Le altre monarchie del Golfo, eccetto l’Oman, forniscono aerei mentre l’Egitto, pur dichiarando la sua adesione, non ha ancora partecipato attivamente agli attacchi.
“É una guerra per proteggere la popolazione dello Yemen e il suo governo legittimo contro un gruppo sostenuto dall’Iran e da Hezbollah” ha dichiarato l’ambasciatore saudita negli Usa. Dunque, un intervento per tutelare gli interessi di Riyadh nei confronti del suo rivale storico, l’Iran. Interessi a rischio dopo che sull’impatto delle rivoluzioni tunisina ed egiziana, nel 2011 le masse avevano rovesciato Saleh, dittatore fedele alleato della monarchia wahabita.

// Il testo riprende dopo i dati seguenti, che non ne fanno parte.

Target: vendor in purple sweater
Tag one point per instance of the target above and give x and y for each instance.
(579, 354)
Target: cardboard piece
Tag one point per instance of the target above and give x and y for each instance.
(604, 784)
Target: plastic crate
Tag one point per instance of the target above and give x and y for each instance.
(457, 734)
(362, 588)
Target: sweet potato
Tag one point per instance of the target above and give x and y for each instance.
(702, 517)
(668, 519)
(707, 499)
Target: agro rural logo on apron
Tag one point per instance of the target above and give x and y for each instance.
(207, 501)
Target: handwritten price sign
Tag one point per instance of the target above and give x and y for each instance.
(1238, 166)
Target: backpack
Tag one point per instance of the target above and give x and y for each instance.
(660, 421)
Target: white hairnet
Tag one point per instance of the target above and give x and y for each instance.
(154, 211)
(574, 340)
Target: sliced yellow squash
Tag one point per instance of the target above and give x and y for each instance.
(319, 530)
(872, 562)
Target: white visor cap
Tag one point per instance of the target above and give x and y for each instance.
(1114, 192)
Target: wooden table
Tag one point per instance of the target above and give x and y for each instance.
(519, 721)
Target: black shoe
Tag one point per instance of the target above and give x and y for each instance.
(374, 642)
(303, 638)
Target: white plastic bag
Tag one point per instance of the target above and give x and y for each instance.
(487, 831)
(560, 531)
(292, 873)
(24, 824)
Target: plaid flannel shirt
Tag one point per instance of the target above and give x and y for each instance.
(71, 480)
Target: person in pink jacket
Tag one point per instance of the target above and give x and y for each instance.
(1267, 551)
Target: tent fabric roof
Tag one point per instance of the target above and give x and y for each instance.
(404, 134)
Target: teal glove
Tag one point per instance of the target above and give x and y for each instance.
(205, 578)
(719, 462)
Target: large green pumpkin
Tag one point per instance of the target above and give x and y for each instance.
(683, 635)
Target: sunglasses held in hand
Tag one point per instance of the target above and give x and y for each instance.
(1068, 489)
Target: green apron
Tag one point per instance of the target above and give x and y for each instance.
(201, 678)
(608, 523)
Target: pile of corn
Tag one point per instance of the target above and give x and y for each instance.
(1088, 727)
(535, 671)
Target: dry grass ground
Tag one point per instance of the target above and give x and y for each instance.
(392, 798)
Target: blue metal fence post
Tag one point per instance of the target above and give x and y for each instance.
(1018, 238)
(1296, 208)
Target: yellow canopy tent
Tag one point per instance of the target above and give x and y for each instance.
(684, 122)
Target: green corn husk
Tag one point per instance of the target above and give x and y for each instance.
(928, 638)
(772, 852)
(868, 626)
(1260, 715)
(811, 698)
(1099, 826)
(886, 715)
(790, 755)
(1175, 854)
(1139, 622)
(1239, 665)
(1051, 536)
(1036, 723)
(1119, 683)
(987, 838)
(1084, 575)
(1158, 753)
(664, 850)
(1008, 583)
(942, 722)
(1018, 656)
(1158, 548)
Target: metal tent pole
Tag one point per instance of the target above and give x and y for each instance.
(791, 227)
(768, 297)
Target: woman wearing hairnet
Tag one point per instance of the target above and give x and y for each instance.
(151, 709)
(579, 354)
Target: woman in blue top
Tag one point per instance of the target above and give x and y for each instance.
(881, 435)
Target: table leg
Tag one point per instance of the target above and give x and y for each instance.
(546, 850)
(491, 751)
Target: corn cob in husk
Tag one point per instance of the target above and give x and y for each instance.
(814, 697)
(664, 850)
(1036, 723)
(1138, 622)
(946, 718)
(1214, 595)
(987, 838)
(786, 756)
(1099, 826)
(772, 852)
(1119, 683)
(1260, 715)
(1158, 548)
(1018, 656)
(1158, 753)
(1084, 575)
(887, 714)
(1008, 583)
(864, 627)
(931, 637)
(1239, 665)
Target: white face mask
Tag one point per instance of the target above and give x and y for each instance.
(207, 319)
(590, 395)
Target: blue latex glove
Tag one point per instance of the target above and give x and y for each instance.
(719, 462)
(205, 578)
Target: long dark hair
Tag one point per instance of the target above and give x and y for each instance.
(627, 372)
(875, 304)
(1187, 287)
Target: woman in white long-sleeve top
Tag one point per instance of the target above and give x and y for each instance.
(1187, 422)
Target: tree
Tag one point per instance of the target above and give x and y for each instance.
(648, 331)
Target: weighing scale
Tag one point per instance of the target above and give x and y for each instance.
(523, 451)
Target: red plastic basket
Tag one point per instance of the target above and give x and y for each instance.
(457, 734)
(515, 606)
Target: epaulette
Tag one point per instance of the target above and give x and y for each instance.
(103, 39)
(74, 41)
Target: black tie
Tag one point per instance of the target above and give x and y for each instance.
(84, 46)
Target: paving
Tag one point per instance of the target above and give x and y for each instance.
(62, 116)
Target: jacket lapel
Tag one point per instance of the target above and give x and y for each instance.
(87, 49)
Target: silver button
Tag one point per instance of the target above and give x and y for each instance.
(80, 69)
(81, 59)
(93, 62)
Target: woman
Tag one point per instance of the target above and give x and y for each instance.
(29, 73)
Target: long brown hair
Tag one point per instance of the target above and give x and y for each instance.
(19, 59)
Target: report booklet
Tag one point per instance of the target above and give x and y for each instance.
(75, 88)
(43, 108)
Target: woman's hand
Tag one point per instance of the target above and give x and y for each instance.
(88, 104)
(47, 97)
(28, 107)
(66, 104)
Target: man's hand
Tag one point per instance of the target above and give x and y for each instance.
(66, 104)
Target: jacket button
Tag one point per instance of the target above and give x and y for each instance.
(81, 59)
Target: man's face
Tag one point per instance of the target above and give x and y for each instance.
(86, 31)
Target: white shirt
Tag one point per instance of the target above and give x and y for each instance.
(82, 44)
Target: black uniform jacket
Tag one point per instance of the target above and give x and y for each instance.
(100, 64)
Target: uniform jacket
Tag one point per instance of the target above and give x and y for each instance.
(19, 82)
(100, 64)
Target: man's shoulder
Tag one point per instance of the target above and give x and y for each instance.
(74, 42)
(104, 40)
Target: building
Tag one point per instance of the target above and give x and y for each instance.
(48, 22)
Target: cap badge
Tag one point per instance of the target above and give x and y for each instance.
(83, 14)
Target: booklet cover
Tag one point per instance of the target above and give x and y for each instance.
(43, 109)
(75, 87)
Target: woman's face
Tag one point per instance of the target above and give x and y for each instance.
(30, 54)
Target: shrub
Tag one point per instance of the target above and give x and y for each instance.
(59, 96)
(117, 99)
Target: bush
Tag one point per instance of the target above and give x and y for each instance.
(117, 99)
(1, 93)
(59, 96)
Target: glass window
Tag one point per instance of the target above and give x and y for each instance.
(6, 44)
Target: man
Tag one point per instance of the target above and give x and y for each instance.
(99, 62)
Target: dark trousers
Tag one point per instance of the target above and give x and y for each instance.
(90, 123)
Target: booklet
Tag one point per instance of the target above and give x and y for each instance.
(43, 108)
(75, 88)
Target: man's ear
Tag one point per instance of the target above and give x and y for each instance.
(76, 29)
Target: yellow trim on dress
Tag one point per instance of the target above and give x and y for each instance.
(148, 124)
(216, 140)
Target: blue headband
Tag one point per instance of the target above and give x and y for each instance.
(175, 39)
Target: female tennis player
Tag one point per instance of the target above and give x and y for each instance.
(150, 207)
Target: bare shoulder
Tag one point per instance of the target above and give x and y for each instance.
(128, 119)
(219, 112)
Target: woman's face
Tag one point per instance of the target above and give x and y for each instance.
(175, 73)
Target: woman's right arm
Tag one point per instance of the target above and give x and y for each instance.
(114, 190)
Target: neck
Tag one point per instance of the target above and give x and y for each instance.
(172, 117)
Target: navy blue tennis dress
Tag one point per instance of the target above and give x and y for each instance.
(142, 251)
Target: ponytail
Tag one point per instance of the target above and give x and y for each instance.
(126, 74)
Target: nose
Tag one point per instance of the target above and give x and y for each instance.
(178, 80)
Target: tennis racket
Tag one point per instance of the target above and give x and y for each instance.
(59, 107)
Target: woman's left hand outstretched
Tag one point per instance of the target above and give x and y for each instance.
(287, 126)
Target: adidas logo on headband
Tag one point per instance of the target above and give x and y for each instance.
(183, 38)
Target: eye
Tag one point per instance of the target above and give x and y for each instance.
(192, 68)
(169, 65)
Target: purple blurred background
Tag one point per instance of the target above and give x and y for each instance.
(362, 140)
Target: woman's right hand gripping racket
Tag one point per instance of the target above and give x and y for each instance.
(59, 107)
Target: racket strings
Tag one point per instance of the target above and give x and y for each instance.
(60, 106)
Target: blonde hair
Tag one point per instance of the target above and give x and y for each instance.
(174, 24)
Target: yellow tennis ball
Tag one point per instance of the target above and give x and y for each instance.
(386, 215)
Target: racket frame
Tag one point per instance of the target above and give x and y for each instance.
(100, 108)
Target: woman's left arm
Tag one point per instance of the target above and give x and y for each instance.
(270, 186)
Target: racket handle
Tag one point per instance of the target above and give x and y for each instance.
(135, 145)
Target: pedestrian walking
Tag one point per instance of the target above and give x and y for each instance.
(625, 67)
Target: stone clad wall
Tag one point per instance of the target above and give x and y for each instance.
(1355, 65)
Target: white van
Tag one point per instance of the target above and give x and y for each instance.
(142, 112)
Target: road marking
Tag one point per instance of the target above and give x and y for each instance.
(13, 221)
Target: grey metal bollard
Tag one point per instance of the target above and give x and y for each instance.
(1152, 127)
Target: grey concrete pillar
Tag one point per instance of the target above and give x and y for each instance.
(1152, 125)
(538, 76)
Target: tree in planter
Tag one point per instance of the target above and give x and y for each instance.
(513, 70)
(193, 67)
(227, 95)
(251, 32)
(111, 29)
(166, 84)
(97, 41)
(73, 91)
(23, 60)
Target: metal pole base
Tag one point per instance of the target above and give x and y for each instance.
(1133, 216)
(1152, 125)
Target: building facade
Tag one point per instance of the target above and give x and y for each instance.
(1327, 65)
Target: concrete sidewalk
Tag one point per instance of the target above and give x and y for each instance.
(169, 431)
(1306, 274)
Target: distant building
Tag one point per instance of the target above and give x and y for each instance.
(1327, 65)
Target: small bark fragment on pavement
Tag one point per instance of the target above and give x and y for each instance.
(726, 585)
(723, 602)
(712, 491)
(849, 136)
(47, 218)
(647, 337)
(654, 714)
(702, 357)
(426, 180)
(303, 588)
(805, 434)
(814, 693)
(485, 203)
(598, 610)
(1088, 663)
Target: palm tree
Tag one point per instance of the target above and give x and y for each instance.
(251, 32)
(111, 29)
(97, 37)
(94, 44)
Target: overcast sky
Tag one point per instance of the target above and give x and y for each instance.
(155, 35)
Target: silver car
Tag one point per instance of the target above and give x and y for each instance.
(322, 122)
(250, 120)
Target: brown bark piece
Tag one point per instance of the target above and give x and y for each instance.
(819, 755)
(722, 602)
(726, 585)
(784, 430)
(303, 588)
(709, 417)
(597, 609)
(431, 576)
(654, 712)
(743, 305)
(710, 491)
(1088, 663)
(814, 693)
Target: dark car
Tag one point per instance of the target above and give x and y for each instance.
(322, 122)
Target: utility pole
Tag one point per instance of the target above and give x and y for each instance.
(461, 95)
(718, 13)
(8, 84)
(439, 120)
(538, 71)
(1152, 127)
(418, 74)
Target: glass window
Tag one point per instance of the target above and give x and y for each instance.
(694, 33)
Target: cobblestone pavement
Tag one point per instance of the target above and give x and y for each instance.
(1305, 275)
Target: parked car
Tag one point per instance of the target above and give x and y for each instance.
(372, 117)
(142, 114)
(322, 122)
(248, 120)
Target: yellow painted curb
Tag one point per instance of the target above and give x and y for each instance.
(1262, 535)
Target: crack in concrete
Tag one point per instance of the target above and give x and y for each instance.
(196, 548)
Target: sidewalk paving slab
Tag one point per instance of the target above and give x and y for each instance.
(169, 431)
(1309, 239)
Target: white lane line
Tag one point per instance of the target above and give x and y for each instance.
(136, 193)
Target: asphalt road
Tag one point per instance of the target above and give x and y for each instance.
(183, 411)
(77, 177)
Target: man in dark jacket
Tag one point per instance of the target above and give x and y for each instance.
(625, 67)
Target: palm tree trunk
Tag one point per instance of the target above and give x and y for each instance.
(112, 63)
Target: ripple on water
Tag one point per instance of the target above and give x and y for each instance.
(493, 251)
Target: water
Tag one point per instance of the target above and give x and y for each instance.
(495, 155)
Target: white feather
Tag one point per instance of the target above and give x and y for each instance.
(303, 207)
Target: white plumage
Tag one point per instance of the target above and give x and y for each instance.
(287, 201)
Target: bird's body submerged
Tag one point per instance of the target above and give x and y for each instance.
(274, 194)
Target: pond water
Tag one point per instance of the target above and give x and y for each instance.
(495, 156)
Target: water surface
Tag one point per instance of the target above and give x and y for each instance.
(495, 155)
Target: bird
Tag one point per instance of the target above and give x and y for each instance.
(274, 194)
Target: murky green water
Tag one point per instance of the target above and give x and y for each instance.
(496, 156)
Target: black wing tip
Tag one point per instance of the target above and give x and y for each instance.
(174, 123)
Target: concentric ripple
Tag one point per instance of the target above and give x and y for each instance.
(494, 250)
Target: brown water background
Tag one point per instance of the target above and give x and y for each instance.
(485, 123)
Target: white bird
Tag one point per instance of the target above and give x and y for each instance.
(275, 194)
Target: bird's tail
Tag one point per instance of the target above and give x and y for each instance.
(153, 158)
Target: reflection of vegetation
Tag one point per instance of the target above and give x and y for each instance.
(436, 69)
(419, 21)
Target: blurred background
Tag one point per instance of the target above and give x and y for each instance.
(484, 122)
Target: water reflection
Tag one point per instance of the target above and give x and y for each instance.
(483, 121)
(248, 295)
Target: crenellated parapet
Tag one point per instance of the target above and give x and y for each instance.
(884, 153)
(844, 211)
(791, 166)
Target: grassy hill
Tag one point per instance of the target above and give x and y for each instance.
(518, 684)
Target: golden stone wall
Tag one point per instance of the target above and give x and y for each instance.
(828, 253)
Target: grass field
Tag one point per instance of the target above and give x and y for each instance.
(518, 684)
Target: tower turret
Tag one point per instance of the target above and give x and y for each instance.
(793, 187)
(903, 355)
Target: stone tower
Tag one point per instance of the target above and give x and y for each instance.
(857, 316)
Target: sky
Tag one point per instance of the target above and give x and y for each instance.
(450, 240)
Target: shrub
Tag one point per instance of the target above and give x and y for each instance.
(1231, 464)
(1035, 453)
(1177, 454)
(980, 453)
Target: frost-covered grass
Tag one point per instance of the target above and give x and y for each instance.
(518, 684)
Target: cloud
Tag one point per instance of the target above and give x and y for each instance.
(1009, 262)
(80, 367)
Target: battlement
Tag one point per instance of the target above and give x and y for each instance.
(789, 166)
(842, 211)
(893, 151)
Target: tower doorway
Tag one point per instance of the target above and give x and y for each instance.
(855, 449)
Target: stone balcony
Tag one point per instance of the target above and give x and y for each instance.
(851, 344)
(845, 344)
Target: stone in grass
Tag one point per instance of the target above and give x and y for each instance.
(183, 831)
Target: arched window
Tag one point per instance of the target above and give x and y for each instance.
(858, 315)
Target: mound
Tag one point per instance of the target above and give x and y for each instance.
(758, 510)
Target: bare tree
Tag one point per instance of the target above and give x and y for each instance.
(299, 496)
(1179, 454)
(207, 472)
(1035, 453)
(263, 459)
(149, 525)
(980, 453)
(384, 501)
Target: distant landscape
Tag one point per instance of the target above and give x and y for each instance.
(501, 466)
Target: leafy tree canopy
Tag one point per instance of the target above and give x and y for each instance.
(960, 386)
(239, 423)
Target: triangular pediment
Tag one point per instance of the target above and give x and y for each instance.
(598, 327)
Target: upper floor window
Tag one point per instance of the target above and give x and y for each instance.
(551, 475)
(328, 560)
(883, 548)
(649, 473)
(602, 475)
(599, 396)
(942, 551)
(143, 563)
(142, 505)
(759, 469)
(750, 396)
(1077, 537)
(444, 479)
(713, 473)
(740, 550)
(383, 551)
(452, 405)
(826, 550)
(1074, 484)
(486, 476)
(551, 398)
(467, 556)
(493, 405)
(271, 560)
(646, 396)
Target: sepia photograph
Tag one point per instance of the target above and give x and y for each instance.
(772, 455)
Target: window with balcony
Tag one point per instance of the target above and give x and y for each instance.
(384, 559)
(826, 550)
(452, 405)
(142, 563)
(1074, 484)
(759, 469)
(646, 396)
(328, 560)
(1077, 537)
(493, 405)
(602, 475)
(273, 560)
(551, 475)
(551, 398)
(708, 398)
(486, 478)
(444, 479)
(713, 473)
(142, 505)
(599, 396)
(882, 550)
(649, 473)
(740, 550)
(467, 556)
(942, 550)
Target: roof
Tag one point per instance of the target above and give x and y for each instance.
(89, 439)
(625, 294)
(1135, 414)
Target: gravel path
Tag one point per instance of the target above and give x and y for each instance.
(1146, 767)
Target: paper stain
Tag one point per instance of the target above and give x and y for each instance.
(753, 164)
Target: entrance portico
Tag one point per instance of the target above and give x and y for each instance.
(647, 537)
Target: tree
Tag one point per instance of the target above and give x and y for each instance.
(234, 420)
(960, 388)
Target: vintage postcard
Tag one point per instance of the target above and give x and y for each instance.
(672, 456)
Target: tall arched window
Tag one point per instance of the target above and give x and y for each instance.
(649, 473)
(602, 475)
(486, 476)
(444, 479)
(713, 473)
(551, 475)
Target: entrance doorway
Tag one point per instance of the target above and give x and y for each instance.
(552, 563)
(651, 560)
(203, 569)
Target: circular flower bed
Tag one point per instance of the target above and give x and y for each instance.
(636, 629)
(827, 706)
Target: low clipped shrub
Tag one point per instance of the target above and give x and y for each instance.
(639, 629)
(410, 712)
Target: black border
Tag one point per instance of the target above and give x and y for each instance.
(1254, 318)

I ribelli Houthi, con la loro propaganda antiimperialista e contro la povertà endemica nel paese si sono fatti largo in maniera piuttosto facile in mezzo alla corruzione dilagante portata avanti anche dal nuovo presidente, Hadi. La conquista della capitale Sana’a e la minaccia della presa di Aden, porto strategico per l’accesso al canale di Suez, era decisamente troppo. Tuttavia pensare che solo attraverso i bombardamenti aerei si potranno fermare i ribelli è una pia illusione. La necessità di un intevento di terra si imporrà, provocando ulteriori escalation del conflitto.
Quello che vediamo nella regione è un cambiamento epocale dei rapporti di forza e addirittura dei confini dei paesi stessi. La ragione fondamentale è il declino della forza dell’imperialismo Usa, che paga con gli interessi la sconfitta della sua politica interventista.
Il fallimento di Washington
La mappa del conflitto in Yemen (aggiornata a fine marzo 2015)
Gli equilibri nella regione sono stati infatti stravolti dall’intervento Usa in Iraq. La distruzione dello stato centrale e la divisione de facto in tre parti del paese ha rafforzato oggettivamente l’Iran, che si sentiva finalmente libero di intervenire nella regione.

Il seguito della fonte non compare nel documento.